In Zukunft wird es zusätzlich geben:

  • eine Grundschule und eine weiterführende Schule
  • vier Kitas
  • einen Vollversorger

Das könnte es zusätzlich geben:

  • Quartiersplatz als Ortszentrum
  • ein Bürgerzentrum
  • Generationenwohnen
  • Seniorenwohnen
  • Sportflächen
  • vier Spielplätze
  • Stadtbahnanbindung

Rondorf ist ein Stadtteil mit viel Grün und Ruhe (Parks, Felder, Stadtwaldgürtel). Es gibt Gemeinschaftssinn und eine gut funktionierende Nachbarschaft. Durch die vielen Vereine und Organisationen finden im Jahr viele Veranstaltungen statt (Karnevalssitzungen, Karnevalspartys, Rosenmontagszug, Brunnenfest, Pfarrfest, Vereinsfeste, Seniorenfest, Ackerparty und Weihnachtsmarkt, Konzerte und Aufführungen). Besorgungen im Stadtteil sind problemlos zu Fuß oder mit dem Fahrrad zu erledigen. Rodenkirchen und der Rhein sind nur 4 km entfernt.

Mehrgenerationenwohnen.

Lokale, politische und gesellschaftliche Rahmenbedingungen.
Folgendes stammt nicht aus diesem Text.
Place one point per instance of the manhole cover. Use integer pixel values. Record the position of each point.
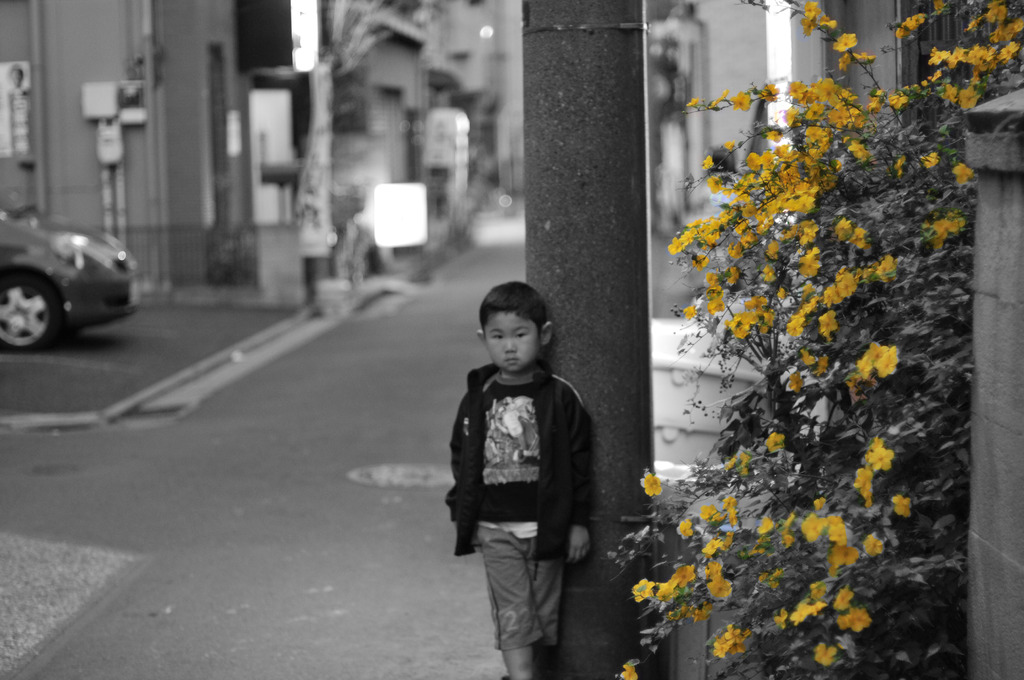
(402, 475)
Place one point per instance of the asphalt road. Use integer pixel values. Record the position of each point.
(103, 365)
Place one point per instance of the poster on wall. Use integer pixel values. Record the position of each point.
(15, 84)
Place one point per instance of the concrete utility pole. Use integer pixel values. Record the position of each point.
(588, 252)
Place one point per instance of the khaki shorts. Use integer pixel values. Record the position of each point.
(524, 592)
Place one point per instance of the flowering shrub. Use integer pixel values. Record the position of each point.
(827, 532)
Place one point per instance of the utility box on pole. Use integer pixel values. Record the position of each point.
(588, 253)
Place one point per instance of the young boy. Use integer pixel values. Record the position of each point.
(520, 456)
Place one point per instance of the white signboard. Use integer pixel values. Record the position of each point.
(15, 84)
(399, 215)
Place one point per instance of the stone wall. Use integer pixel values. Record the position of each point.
(995, 152)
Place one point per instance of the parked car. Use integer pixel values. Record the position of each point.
(55, 280)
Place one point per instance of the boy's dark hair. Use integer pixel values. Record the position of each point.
(515, 297)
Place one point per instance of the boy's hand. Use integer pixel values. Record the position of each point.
(579, 544)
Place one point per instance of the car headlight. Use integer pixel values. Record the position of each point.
(78, 250)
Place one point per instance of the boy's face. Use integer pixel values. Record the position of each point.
(514, 344)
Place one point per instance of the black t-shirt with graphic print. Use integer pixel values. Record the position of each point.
(511, 454)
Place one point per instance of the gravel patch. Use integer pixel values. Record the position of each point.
(43, 585)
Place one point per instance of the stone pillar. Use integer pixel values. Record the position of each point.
(995, 549)
(587, 252)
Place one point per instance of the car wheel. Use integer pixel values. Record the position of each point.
(31, 313)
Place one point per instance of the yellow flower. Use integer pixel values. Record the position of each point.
(731, 641)
(827, 325)
(901, 505)
(818, 589)
(812, 527)
(909, 26)
(684, 575)
(898, 166)
(837, 529)
(844, 599)
(643, 590)
(701, 612)
(844, 229)
(898, 100)
(964, 174)
(780, 618)
(741, 101)
(805, 609)
(809, 263)
(878, 457)
(651, 484)
(872, 546)
(863, 484)
(710, 513)
(825, 654)
(845, 42)
(968, 97)
(720, 588)
(841, 556)
(856, 620)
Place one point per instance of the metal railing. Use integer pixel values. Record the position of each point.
(177, 255)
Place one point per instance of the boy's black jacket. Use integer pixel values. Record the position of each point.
(563, 494)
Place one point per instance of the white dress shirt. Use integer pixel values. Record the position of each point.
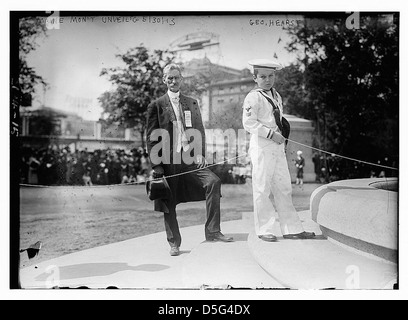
(181, 137)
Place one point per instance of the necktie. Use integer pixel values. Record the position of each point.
(182, 139)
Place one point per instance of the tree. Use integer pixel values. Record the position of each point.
(30, 29)
(135, 86)
(349, 80)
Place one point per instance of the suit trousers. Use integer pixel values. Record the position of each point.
(203, 178)
(271, 177)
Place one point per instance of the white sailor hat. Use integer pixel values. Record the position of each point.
(265, 64)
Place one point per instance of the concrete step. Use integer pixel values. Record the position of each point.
(145, 263)
(320, 263)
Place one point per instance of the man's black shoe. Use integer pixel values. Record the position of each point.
(300, 236)
(268, 238)
(218, 236)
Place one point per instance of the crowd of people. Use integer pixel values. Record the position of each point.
(61, 166)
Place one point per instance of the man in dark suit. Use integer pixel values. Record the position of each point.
(176, 146)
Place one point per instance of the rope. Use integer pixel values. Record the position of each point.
(213, 165)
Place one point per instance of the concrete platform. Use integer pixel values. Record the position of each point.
(145, 263)
(321, 264)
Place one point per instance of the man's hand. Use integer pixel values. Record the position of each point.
(201, 162)
(158, 172)
(278, 138)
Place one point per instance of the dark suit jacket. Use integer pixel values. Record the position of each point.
(160, 115)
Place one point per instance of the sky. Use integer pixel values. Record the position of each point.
(74, 52)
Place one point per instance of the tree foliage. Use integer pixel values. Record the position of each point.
(135, 85)
(347, 81)
(30, 29)
(138, 82)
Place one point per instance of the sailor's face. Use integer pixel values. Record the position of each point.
(265, 78)
(173, 80)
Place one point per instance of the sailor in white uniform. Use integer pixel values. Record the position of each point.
(270, 172)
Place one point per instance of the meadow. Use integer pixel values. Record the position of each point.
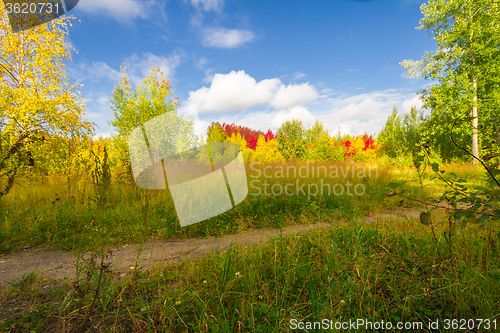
(396, 271)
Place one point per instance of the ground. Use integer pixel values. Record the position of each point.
(58, 264)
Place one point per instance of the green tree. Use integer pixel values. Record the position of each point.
(466, 64)
(291, 141)
(36, 101)
(319, 143)
(390, 138)
(152, 98)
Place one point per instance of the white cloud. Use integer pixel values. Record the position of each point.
(365, 113)
(202, 62)
(298, 75)
(208, 5)
(238, 91)
(296, 112)
(292, 95)
(120, 10)
(233, 92)
(100, 70)
(139, 67)
(226, 38)
(409, 103)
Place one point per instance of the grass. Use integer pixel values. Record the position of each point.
(61, 213)
(393, 272)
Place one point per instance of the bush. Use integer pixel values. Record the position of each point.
(290, 138)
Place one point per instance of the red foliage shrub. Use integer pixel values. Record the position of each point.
(250, 136)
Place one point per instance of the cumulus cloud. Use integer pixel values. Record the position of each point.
(292, 95)
(238, 91)
(233, 92)
(120, 10)
(139, 67)
(365, 113)
(208, 5)
(355, 115)
(100, 70)
(298, 75)
(226, 38)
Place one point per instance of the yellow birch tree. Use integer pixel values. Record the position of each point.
(36, 100)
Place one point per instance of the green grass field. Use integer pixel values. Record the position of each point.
(392, 271)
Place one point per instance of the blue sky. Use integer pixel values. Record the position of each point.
(255, 63)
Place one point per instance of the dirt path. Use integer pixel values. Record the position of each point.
(57, 264)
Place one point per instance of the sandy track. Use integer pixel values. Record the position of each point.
(57, 264)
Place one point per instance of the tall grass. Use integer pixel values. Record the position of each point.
(61, 212)
(348, 272)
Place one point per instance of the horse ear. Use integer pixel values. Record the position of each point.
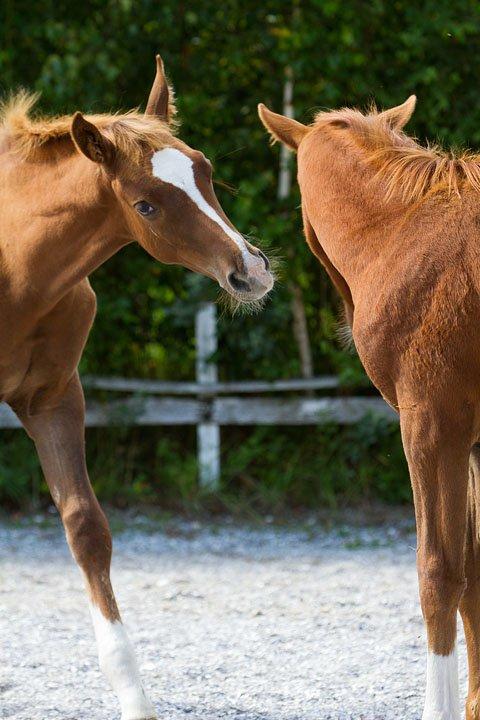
(159, 102)
(287, 130)
(90, 141)
(398, 117)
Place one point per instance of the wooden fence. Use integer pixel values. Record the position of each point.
(209, 404)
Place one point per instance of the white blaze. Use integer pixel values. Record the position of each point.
(117, 660)
(172, 166)
(442, 697)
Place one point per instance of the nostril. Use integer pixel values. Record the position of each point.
(238, 284)
(265, 260)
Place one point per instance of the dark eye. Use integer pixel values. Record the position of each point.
(144, 208)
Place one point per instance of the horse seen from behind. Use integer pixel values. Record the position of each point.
(397, 228)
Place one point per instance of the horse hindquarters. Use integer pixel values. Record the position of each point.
(437, 443)
(470, 603)
(59, 438)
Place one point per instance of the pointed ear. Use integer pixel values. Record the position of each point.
(398, 117)
(159, 101)
(90, 141)
(287, 130)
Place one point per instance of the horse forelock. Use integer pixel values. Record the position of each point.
(405, 168)
(131, 132)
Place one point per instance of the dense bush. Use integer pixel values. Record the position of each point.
(224, 58)
(267, 469)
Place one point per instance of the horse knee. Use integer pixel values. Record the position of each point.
(88, 536)
(440, 596)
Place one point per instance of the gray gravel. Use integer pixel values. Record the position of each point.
(228, 622)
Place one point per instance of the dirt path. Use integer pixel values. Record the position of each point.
(228, 622)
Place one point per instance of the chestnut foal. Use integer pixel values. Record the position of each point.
(73, 191)
(397, 228)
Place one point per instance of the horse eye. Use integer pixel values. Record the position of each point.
(144, 208)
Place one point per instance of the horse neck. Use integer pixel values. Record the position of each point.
(347, 211)
(70, 230)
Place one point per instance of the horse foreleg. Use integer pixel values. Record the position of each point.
(58, 434)
(437, 446)
(470, 602)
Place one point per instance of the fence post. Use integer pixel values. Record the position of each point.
(208, 433)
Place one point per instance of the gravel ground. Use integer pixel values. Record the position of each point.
(228, 622)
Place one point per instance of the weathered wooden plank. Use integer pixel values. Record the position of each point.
(208, 433)
(298, 411)
(226, 411)
(326, 382)
(145, 411)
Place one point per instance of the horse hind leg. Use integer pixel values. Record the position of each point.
(470, 602)
(437, 445)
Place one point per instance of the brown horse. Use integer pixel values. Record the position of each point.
(397, 228)
(73, 191)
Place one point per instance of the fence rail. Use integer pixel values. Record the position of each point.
(151, 410)
(158, 387)
(209, 404)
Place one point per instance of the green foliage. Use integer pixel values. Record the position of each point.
(224, 58)
(264, 470)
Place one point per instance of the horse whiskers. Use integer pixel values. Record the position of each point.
(233, 306)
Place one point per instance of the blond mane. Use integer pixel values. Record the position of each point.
(405, 168)
(131, 132)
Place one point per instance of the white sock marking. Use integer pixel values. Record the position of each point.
(118, 662)
(442, 696)
(172, 166)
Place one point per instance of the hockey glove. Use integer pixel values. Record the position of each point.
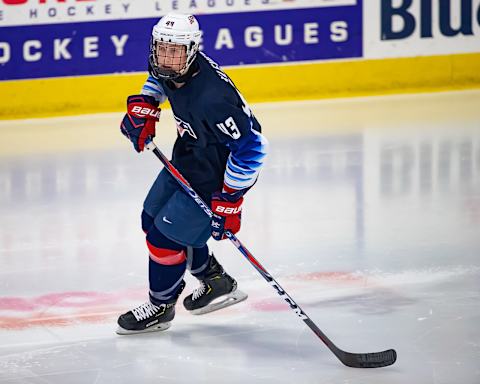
(227, 213)
(138, 123)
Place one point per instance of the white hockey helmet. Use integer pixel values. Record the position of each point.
(176, 29)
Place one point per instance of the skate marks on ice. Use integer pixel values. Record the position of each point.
(365, 293)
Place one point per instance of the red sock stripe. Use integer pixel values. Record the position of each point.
(166, 256)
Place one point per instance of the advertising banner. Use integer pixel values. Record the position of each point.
(57, 40)
(409, 28)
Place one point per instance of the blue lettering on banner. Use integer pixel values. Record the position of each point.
(101, 47)
(401, 10)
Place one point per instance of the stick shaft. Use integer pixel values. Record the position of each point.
(349, 359)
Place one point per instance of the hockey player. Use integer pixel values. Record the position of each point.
(219, 150)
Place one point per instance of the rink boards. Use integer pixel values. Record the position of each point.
(87, 56)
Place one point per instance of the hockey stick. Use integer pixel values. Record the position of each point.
(355, 360)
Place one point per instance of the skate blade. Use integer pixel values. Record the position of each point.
(156, 328)
(225, 301)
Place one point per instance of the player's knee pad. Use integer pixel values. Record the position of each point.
(147, 221)
(163, 250)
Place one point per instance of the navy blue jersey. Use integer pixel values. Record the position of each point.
(219, 140)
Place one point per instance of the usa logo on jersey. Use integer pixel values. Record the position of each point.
(183, 126)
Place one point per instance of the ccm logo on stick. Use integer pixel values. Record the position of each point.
(228, 210)
(143, 111)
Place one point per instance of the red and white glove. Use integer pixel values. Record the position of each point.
(227, 213)
(138, 124)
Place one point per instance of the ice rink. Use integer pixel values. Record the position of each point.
(367, 212)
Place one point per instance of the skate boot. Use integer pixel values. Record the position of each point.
(148, 317)
(217, 290)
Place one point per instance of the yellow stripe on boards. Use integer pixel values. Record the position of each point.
(342, 78)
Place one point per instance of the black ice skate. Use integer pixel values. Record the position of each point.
(146, 318)
(149, 317)
(217, 290)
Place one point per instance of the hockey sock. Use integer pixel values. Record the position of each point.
(167, 266)
(200, 262)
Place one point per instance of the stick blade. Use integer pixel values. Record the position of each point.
(369, 360)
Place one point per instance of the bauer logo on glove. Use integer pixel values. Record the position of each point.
(227, 213)
(138, 124)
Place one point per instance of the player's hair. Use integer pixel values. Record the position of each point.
(177, 29)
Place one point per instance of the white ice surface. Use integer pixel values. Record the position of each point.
(367, 213)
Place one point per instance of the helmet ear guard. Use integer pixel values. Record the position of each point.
(175, 29)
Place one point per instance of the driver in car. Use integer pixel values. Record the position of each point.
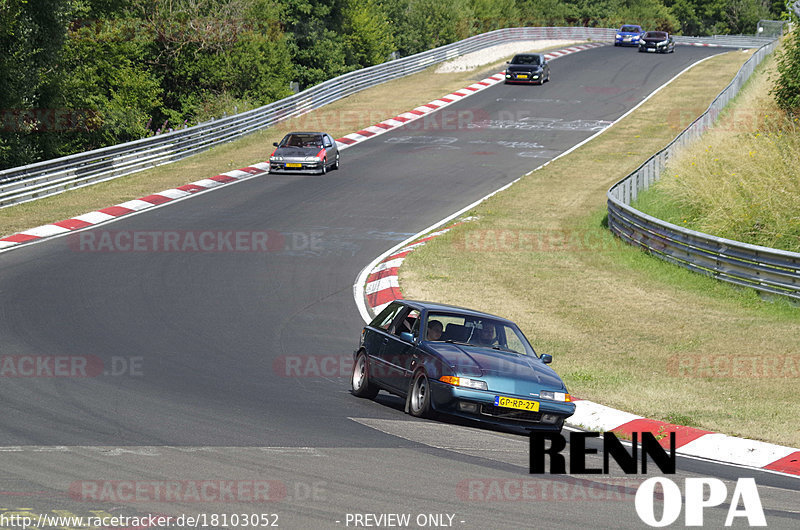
(486, 335)
(434, 330)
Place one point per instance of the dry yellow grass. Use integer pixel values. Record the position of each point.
(339, 118)
(626, 330)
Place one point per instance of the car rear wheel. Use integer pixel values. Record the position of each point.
(360, 379)
(419, 396)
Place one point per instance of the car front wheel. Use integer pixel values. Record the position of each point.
(362, 387)
(419, 397)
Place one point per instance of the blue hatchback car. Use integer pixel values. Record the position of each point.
(460, 362)
(628, 35)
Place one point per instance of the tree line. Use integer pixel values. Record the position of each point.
(77, 75)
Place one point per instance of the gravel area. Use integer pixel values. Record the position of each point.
(498, 53)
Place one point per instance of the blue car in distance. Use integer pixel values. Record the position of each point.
(460, 362)
(628, 35)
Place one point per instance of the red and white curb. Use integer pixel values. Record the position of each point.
(382, 288)
(129, 207)
(449, 99)
(157, 199)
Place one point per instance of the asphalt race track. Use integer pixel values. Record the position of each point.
(232, 365)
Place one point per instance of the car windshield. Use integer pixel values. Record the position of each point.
(526, 59)
(302, 140)
(477, 331)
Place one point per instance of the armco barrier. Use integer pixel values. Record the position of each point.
(764, 269)
(41, 179)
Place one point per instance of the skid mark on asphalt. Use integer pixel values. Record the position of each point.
(494, 446)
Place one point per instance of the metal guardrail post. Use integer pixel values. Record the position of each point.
(768, 270)
(52, 176)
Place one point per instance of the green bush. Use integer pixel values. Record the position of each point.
(786, 89)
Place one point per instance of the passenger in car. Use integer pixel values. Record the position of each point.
(486, 335)
(434, 330)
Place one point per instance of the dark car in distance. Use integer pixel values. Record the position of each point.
(657, 42)
(304, 152)
(460, 362)
(527, 68)
(628, 35)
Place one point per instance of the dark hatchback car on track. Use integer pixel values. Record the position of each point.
(657, 42)
(304, 152)
(528, 68)
(460, 362)
(628, 35)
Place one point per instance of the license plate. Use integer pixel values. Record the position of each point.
(512, 403)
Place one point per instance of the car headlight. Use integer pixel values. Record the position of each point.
(555, 396)
(465, 382)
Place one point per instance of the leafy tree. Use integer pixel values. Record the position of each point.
(495, 14)
(786, 88)
(317, 47)
(31, 36)
(547, 13)
(650, 14)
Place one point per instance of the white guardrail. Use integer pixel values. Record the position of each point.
(765, 269)
(34, 181)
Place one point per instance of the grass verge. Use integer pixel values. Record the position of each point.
(626, 330)
(742, 180)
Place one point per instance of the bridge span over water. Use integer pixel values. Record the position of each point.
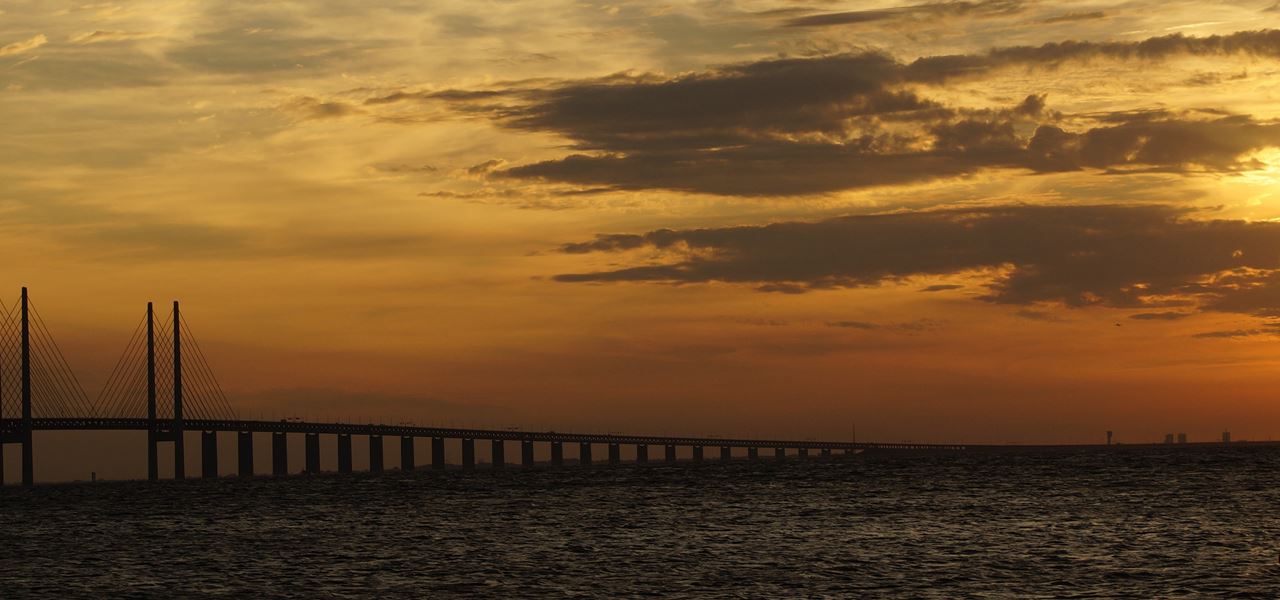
(163, 385)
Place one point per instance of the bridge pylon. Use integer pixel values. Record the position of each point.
(163, 376)
(35, 381)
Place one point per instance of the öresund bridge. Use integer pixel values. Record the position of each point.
(163, 385)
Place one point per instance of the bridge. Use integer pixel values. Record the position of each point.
(164, 385)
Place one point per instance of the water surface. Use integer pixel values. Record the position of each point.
(1183, 522)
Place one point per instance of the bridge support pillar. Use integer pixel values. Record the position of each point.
(437, 452)
(497, 454)
(28, 458)
(209, 454)
(526, 453)
(469, 453)
(407, 453)
(343, 453)
(557, 453)
(279, 453)
(152, 454)
(312, 453)
(245, 453)
(375, 453)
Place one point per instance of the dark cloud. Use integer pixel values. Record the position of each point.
(312, 108)
(915, 13)
(1116, 256)
(831, 123)
(1037, 315)
(1160, 316)
(851, 120)
(951, 149)
(938, 69)
(259, 46)
(1074, 17)
(905, 326)
(1235, 333)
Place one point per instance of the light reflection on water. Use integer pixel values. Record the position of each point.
(1152, 523)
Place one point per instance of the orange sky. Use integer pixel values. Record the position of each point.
(988, 220)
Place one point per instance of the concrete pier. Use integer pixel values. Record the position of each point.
(438, 453)
(343, 453)
(209, 454)
(312, 453)
(497, 454)
(245, 453)
(407, 453)
(375, 453)
(469, 453)
(526, 453)
(279, 454)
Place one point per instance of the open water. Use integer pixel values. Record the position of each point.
(1180, 522)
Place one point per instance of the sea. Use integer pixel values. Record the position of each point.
(1196, 521)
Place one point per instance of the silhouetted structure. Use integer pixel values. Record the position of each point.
(167, 395)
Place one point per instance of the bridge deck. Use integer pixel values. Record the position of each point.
(13, 425)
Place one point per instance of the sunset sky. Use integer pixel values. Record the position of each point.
(988, 220)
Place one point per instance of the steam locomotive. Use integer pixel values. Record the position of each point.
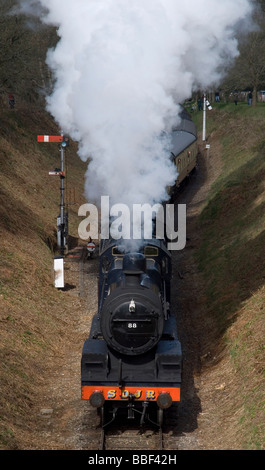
(131, 363)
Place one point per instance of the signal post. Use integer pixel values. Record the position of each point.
(62, 219)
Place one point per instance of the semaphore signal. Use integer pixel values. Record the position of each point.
(62, 219)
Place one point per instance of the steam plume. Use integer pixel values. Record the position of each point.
(121, 68)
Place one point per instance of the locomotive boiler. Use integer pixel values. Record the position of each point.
(132, 358)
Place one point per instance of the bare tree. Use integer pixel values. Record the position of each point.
(23, 47)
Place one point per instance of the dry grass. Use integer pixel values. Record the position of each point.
(32, 317)
(231, 259)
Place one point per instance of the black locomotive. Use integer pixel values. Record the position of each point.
(132, 359)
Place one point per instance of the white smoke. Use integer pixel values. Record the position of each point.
(121, 68)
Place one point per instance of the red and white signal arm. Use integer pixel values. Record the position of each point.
(50, 138)
(91, 247)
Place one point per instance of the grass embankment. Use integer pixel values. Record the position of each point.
(231, 258)
(32, 316)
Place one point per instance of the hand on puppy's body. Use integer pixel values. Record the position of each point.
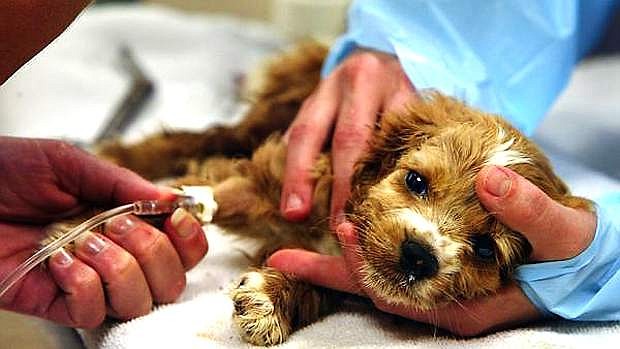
(348, 102)
(555, 232)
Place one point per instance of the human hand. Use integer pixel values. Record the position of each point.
(554, 231)
(348, 102)
(120, 272)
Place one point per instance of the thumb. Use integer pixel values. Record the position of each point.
(554, 231)
(91, 179)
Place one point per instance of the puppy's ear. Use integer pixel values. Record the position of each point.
(406, 129)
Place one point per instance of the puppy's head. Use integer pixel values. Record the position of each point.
(424, 238)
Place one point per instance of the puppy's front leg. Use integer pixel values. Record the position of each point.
(269, 305)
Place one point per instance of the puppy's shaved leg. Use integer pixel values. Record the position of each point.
(269, 305)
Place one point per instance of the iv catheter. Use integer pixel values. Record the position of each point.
(198, 200)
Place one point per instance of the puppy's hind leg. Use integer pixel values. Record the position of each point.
(270, 305)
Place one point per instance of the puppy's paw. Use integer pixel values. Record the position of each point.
(259, 314)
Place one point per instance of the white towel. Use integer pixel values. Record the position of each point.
(193, 60)
(202, 318)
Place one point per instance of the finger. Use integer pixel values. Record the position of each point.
(83, 301)
(317, 269)
(508, 307)
(155, 254)
(306, 137)
(187, 236)
(354, 127)
(404, 93)
(83, 175)
(554, 231)
(126, 288)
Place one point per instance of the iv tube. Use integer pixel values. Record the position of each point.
(142, 208)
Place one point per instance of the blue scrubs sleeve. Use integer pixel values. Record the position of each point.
(510, 57)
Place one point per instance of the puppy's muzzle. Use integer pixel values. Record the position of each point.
(416, 261)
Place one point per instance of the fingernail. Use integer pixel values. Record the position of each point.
(293, 202)
(122, 225)
(182, 221)
(62, 257)
(497, 182)
(91, 243)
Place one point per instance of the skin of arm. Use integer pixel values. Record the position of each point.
(27, 26)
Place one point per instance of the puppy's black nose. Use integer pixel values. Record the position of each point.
(417, 262)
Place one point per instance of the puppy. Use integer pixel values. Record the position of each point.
(424, 238)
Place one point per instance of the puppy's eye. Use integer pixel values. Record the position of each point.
(416, 183)
(484, 247)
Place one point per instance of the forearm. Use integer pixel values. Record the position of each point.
(27, 26)
(584, 287)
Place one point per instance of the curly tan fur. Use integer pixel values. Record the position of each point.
(442, 139)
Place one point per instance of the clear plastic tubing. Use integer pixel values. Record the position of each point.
(140, 208)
Das Thema „Mehrgenerationenwohnen“ ist nicht neu. Es nimmt aber seit Jahren an Bedeutung zu. Der Wunsch nach ökologisch-nachhaltigen, zukunftsweisenden Lebensformen ist der Auslöser für ein immer wichtigeres Thema in unserer Gesellschaft und zwar in allen Altersgruppen.
Auch die Verantwortlichen in Politik und Verwaltung nehmen inzwischen dieses Thema sehr ernst. Ob in der Landes- oder Kommunalpolitik, die demografischen Veränderungen zwingen alle noch mehr aktiv zu werden. Zwar spricht man von einer „Verjüngung des Alters“, Singularisierung und Feminisierung nehmen allerdings zu.

Was will das Land NRW?

Das Land Nordrhein-Westfalen hat seine Ziele im „Masterplan altengerechte Quartiere.NRW“ niedergeschrieben. In diesem Strategie- und Handlungskonzept ist das erklärte Leitziel „ die Selbstbestimmung und ein selbstwirksames Leben in der Mitte unserer Gesellschaft“. Weiter heißt es dort: „Der Generationen übergreifende Kontakt ist für alle bereichernd“. Das Schlusswort motiviert uns: „Gemeinsam für ein lebenswertes Altwerden. Mischen Sie sich ein. Es lohnt sich!“

Was will die Stadt Köln?

In einem Beschluss des Liegenschaftsausschusses der Stadt Köln vom 16.04.2015 zum Thema „Wohnungsbauentwicklung“ heißt es zu den Zielen:
„Gemäß Ratsbeschluss vom 08.04.2014 sind beim Verkauf städtischer Flächen … neue gemeinschaftliche Wohnformen (z.B. Mehrgenerationenwohnen, …, genossenschaftliche Wohnformen) zu berücksichtigen. Die Quote des öffentlich geförderten Wohnungsbaus wird gemäß Kooperativen Baulandmodell auf mindestens 30% festgesetzt.“ Die Übereinstimmung der Ziele lässt uns auf städtische Unterstützung, in welcher Form auch immer, hoffen!